Sayın Cumhurbaşkanı,
Kültür erozyonuna dair yaptığınız bir konuşmada, gençlerin müzik tercihlerini ele alarak şu sözleri dile getirdiniz:
“K-pop’u çok iyi bilen ama Cem Karaca’ya, Barış Manço’ya, Neşet Ertaş’a, Kayahan’a ve daha nice bu toprakların sesi, soluğu olan sanat yıldızımıza aşina olmayan gençlerimizi gördükçe elbette endişeleniyoruz, kendimizi sorguluyoruz.”
Bu sözleriniz, sadece gençlerin değil, kültür politikalarının da masaya yatırılmasını gerektiren bir noktayı işaret ediyor. Müziğin bir toplumun aynası olduğunu düşünürsek, gençlerin bu tercihleri neden yaptığını anlamaya çalışmak, sorunun özüne inmek için bir gereklilik. Sektörün içinde yer alan biri olarak, izninizle durumu ve çözüm yollarını size anlatmaya çalışacağım.
Müzik Sektörünün Mevcut Durumu ve Sorunları
Bahsettiğiniz kültürel kopukluğun temelinde, müzik sektörünün yaşadığı ciddi yapısal sorunlar var. Dijitalleşen dünyanın hızına ayak uyduramamış telif yasaları, sanatçılara hak ettikleri geliri sağlayamıyor.
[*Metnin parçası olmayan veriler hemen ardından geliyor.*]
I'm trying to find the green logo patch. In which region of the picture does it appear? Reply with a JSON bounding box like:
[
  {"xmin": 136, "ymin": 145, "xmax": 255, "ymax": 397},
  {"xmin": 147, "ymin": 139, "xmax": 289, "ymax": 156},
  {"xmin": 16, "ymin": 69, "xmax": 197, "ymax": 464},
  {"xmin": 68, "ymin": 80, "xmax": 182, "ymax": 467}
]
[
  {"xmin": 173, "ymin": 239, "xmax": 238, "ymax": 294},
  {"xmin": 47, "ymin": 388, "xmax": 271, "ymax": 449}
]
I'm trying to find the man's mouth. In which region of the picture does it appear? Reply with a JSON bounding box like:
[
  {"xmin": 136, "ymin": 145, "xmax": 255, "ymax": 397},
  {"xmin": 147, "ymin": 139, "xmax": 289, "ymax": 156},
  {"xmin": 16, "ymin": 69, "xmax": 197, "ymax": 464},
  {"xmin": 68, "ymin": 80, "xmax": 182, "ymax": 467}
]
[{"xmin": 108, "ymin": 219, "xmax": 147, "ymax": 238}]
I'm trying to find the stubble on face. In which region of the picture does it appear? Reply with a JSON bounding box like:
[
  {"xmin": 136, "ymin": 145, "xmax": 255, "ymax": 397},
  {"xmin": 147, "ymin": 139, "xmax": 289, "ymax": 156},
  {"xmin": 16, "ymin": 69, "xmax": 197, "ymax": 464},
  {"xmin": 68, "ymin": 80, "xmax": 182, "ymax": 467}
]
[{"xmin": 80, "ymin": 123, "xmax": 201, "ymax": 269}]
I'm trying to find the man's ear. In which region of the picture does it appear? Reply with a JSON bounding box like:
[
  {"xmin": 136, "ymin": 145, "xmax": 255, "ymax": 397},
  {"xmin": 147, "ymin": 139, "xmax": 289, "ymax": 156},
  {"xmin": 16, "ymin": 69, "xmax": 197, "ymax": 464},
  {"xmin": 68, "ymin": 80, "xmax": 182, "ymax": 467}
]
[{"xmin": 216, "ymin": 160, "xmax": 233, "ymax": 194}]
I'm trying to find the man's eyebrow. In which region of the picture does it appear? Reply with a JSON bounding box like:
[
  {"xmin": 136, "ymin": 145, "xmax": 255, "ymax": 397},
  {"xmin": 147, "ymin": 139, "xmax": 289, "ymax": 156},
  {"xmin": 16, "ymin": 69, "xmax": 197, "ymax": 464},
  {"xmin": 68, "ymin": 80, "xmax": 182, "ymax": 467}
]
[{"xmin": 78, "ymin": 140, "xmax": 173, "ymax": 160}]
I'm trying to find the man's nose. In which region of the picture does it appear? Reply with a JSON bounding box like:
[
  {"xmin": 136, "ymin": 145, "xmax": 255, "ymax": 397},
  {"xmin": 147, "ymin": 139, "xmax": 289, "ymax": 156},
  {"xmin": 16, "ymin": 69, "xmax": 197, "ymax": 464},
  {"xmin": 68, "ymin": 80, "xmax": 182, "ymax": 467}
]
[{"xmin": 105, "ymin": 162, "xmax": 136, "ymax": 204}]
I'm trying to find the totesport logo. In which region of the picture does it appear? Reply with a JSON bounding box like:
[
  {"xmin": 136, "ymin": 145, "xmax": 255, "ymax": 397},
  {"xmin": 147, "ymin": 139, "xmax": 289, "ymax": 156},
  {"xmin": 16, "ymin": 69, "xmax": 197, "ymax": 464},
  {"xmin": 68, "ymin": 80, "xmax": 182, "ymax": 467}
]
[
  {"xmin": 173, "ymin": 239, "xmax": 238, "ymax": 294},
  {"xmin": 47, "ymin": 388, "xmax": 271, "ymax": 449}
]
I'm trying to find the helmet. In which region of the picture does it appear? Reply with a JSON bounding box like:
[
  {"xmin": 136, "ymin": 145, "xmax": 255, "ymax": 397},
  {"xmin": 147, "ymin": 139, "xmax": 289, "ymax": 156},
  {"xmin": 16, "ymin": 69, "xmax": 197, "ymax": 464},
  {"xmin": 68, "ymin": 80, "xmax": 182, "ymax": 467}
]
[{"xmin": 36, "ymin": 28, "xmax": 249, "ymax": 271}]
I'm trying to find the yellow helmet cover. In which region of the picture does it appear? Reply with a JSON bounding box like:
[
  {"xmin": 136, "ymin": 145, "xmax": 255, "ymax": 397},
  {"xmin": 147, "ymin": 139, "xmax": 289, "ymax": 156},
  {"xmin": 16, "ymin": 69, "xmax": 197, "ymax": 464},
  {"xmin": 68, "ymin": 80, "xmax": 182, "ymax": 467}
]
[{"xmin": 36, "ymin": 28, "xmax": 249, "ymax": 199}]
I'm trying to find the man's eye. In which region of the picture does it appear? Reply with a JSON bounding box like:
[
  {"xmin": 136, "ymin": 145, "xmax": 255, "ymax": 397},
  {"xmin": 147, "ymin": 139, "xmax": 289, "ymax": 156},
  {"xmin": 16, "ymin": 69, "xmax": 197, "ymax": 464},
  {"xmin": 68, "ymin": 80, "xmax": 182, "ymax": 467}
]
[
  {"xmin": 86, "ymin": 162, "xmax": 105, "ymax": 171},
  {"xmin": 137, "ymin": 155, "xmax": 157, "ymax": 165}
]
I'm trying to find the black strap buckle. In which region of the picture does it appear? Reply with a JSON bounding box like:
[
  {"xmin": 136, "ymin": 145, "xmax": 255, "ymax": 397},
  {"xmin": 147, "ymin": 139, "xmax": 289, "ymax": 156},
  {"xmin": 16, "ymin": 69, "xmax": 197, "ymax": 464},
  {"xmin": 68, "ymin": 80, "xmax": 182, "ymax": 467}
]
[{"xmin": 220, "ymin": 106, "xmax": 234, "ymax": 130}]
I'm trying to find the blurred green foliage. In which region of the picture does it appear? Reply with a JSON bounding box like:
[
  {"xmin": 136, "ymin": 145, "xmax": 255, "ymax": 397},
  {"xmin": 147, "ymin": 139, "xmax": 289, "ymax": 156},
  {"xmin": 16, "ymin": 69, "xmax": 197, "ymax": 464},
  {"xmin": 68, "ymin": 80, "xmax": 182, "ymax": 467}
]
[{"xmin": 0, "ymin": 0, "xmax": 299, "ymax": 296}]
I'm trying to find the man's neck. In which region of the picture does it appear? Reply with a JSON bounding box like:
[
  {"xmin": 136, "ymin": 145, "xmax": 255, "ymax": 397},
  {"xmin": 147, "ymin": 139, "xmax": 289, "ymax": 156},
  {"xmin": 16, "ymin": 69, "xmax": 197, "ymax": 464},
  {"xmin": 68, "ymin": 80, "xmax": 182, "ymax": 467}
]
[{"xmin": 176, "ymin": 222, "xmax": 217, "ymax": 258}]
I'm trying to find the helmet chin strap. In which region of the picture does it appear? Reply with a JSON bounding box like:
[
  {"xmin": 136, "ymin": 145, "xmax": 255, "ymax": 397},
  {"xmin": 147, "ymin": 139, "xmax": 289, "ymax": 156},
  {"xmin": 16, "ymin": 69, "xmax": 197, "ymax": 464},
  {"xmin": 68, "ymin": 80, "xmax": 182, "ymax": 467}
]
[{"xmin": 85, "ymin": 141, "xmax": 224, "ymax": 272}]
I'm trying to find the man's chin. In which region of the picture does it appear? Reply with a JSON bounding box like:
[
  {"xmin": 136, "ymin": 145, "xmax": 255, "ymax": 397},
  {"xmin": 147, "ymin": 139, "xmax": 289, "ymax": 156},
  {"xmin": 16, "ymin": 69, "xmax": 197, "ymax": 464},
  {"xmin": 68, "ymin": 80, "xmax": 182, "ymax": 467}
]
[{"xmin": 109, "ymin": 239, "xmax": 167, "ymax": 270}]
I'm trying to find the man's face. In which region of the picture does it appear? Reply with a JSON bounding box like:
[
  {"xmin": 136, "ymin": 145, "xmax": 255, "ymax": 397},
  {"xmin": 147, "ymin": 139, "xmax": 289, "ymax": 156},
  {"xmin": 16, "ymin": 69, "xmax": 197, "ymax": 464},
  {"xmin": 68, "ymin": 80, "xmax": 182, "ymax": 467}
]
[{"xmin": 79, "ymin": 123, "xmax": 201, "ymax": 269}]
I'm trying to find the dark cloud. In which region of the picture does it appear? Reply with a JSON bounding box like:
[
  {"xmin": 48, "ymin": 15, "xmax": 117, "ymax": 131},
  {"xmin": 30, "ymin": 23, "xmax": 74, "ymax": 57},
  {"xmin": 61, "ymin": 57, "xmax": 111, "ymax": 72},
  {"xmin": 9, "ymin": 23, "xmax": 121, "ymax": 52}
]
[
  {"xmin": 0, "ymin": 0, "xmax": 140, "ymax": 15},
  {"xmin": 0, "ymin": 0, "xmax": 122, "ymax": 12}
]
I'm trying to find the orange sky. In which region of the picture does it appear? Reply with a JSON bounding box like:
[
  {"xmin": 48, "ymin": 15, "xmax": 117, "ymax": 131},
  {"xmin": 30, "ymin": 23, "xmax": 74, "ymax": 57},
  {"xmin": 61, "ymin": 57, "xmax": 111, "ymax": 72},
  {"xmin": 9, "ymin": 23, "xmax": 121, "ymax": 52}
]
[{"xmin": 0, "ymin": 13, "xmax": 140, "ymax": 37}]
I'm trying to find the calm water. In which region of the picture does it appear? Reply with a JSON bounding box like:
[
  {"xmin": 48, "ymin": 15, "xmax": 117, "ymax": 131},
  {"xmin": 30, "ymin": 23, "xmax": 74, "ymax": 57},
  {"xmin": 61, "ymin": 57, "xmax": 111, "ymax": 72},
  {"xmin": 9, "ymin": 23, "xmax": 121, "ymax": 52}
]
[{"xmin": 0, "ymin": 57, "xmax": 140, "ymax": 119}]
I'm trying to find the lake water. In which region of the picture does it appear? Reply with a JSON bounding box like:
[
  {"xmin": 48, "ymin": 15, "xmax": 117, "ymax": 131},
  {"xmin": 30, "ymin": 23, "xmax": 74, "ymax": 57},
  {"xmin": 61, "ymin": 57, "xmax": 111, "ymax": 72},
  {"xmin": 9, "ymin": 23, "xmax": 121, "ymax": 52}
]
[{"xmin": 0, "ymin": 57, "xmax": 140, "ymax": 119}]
Müzik üretiminin, tüketiminin ve müzisyenlerin yaşam koşullarının büyük ölçüde zora girdiği bir ortamdayız.
Bu sorunların çözümü için öncelikli olarak:
- Telif haklarının güncellenmesi ve sanatçıların güvence altına alınması,
- Kültür Bakanlığı’nın her kesime açık bir anlayışla hareket etmesi,
- Sanatın özündeki muhalif duruşun bir tehdit değil, ilerleme aracı olarak görülmesi gerekiyor.
Sanat, çoğu zaman iktidarlara muhalif bir duruş sergileyebilir. Ancak bu, bir hakaretten ziyade, toplumun ruhunu anlamaya ve ona yön vermeye dair bir çağrıdır. Sanatı destekleyen liderler, yalnızca sanatçıların değil, tüm toplumun saygısını kazanır.
K-Pop ve Kültürün Küreselleşmesi
Gençlerin neden K-Pop gibi uzak kültürlere yöneldiğine gelirsek… Öncelikle K-Pop, yalnızca bir müzik türü değil, bir kültür diplomasisi aracıdır. Güney Kore’nin Kültür, Spor ve Turizm Bakanlığı, K-Pop’u yalnızca müzik olarak değil, bir ulusal marka olarak destekliyor. Bu sayede, Kore dizilerinden yemeklerine, geleneklerinden diline kadar tüm kültürel unsurlar, küresel bir fenomen haline geliyor.
Dikkat çekici olan, Kore’nin diline ve kültürüne sahip çıkmasıdır. Dizilerini dublajla değil altyazıyla yayımlayarak, kendi dillerine aşinalık yaratıyorlar. Şarkılar da aynı şekilde, Korece olarak seviliyor ve dünyaya tanıtılıyor. Bu, modern dünyanın gereklilikleriyle kendi kültürlerini harmanlayan bir stratejinin sonucudur.
Ne Yapılabilir?
Sayın Cumhurbaşkanı,
Eskiye dönük eleştirilerden ziyade, gençlerin ilgisini çekecek yeni ve kaliteli müziklerin üretilmesini teşvik etmek gerekiyor. Bunun için:
- Müzik sektörüne maddi ve manevi destek verilmesi,
- Gerekli yasal düzenlemelerin yapılması,
- Gençlerin dilinden anlayan bir kültürel modernleşme stratejisinin benimsenmesi,
- Kendi kültürümüzü, geleneklerimizi ve geçmişin unutulmaz müzisyenlerini yeni nesillere modern bir şekilde anlatacak projeler geliştirilmesi şarttır.
Ancak bu şekilde, gençler hem geleneksel müziklerimize hem de bu toprakların yetiştirdiği değerli sanatçılara ilgi duyabilir. Aksi takdirde, yalnızca eleştirilen bir nesil değil, kaybedilen bir kültürle karşı karşıya kalırız.
Unutmayalım, çözüm sunmayan eleştiriler her zaman azarlama tadında kalır. Gençlere ulaşmak ve onlarla ortak bir gelecek kurmak için bir adım atmak ise hepimizin sorumluluğudur.